Upgrading Kafka cluster triggers brokersChanged error and doesnt self-heal
bmxpiku opened this issue · 4 comments
Bug Report
We have upgraded our kafka from version from 2.4.1 to 2.4.1.1 and it triggered
Kafka event brokersChanged // my log message from config below L56
// kafka log below
{
"stack": "Error: NotLeaderForPartition\n at Object.<anonymous> (/app/node_modules/kafka-node/lib/protocol/protocol.js:952:17)\n at Object.self.tap (/app/node_modules/binary/index.js:248:12)\n at Object.decodePartitions (/app/node_modules/kafka-node/lib/protocol/protocol.js:950:95)\n at Object.self.loop (/app/node_modules/binary/index.js:267:16)\n at Object.<anonymous> (/app/node_modules/kafka-node/lib/protocol/protocol.js:165:8)\n at Object.self.loop (/app/node_modules/binary/index.js:267:16)\n at decodeProduceV2Response (/app/node_modules/kafka-node/lib/protocol/protocol.js:944:6)\n at KafkaClient.Client.invokeResponseCallback (/app/node_modules/kafka-node/lib/baseClient.js:589:18)\n at KafkaClient.Client.handleReceivedData (/app/node_modules/kafka-node/lib/baseClient.js:569:10)\n at KafkaClient.handleReceivedData (/app/node_modules/kafka-node/lib/kafkaClient.js:1378:48)",
"message": "NotLeaderForPartition"
}
Kafka client ready // also my log message
I was expecting this upgrade would self-heal with version 5.0.0 of kafka-node, but maybe I am missing something in config.

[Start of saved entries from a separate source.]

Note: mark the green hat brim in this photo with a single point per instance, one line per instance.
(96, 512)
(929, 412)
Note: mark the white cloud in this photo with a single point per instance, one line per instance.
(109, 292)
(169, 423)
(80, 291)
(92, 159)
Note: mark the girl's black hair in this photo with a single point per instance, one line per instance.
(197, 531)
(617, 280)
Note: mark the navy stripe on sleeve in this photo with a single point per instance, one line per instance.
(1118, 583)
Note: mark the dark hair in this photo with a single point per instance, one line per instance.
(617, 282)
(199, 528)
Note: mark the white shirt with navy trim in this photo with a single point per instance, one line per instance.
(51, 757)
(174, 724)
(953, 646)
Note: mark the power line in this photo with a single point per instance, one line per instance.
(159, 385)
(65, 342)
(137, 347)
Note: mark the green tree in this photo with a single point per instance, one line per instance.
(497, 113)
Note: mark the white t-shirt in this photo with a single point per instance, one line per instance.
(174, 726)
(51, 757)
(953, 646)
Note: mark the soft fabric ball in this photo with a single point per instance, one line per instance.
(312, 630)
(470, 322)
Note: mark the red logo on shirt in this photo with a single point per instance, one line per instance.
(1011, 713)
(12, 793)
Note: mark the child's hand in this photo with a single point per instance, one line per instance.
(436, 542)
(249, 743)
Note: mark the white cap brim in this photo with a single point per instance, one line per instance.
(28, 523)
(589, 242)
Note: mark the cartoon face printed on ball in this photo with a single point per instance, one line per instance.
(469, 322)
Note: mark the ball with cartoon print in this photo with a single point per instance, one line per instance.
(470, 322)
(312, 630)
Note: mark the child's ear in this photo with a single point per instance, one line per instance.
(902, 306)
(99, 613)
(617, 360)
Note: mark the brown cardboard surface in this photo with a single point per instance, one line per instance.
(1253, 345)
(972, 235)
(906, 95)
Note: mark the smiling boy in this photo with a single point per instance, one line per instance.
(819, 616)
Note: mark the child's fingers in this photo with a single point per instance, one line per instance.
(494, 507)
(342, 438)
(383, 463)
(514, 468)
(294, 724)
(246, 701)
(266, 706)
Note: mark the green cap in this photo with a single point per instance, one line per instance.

It "partially" did fixed itself but it still throws not for every but for some messages
{
"stack": "Error\n at Object.<anonymous> (/app/node_modules/kafka-node/lib/protocol/protocol.js:928:17)\n at Object.self.tap (/app/node_modules/binary/index.js:248:12)\n at Object.decodePartitions (/app/node_modules/kafka-node/lib/protocol/protocol.js:926:73)\n at Object.self.loop (/app/node_modules/binary/index.js:267:16)\n at Object.<anonymous> (/app/node_modules/kafka-node/lib/protocol/protocol.js:165:8)\n at Object.self.loop (/app/node_modules/binary/index.js:267:16)\n at decodeProduceV1Response (/app/node_modules/kafka-node/lib/protocol/protocol.js:920:6)\n at KafkaClient.Client.invokeResponseCallback (/app/node_modules/kafka-node/lib/baseClient.js:589:18)\n at KafkaClient.Client.handleReceivedData (/app/node_modules/kafka-node/lib/baseClient.js:569:10)\n at KafkaClient.handleReceivedData (/app/node_modules/kafka-node/lib/kafkaClient.js:1378:48)"
}
I cannot run production upgrade without being certain of keeping services alive. Although - I have tested that rebooting container on my testing env is fixing - fully reconnecting kafka - the problem.
https://github.com/BerlingskeMedia/aria_datadispatcher/blob/master/server/kafka.js
I have hard time recreating this problem, setting up kafka container locally so I cannot provide example - beside above configuration.
Environment
- Node version: 12.13.0
- Kafka-node version: 5.0.0
For specific cases also provide
We have Kafka 2.2.1, 2.3.1 and 2.4.1.1 (this cluster being 2.4.1 => 2.4.1.1). The topic in question have 9 partitions across 3 brokers
After on("ready") when you send, try something like this.....
try {
m_ProducerClient.send(payloads, function (err, data){
if (err) {
logger.error("Error while sending messages: " + err.stack);
m_ReadyFlag = false;
m_ProducerClient.emit("error");
}
else {
logger.debug(`message sent to kafka: ${m_ProducerClient.client.options.kafkaHost}`);
}
});
} catch (err) {
logger.error(`Connection Error while sending message to ${m_ProducerClient.client.options.kafkaHost}`);
m_ReadyFlag = false;
m_ProducerClient.client.close();
m_ProducerClient.emit("error");
}
@bmxpiku did you find any fix for that issue? I have the same issue.
I tried "client.refreshBrokerMetadata()" but it is not fix the error.
@shlomi-ozon I actually ended up switching to kafkajs, which works like a charm tbh
Thanks @bmxpiku, I think I will do that too.